Que faites-vous aujourd’hui ? Travaillez-vous pour un ou des propriétaires de club ?

Non. J’ai 64 ans et je ne suis plus sur le même niveau d’activité qu’auparavant, j’ai des petits enfants, j’ai écrit ce qu’il fallait faire sur le football et je suis au « repos ». Aujourd’hui, je fais du conseil dans l’immobilier dans un groupe qui a racheté le stade Bauer notamment. Et je fais de la production avec notamment un film sur Jesse Owen qui s’appelle Race (la couleur de la victoire). C’est la chose dont je suis le plus fier.

Race, sorti en 2016

Auriez-vous un conseil si jamais un de nos lecteurs voulait mettre en place un modèle socios dans son club ?

Je leur conseillerais de se rapprocher des gens de Bastia et qu’ils soient accompagnés, ne pas restés seuls.

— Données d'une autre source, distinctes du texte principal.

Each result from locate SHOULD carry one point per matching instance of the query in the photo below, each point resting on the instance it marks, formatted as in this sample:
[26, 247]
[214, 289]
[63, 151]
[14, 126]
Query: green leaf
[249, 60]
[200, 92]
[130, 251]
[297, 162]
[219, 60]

Collectivité, entreprises, il faut monter des budgets, avoir une stratégie claire, être solidaire et composer une union sacrée autour du club. En ce moment, ça craque de partout. Après à titre individuel, il faut bien comprendre le milieu du foot, accepter l’impact de l’économie qui est très lourde sur le football, comprendre l’influence d’une relégation en termes de recettes. Qu’on soit socios, ou pas, peu importe son milieu social, on peut toujours apprendre la finance, le droit, l’économie afin d’appréhender au mieux le milieu du football. C’est capital pour monter de tels projets

Nous souhaitons remercier chaleureusement Luc Dayan pour sa disponibilité et lui souhaitons une bonne continuation dans ses divers projets.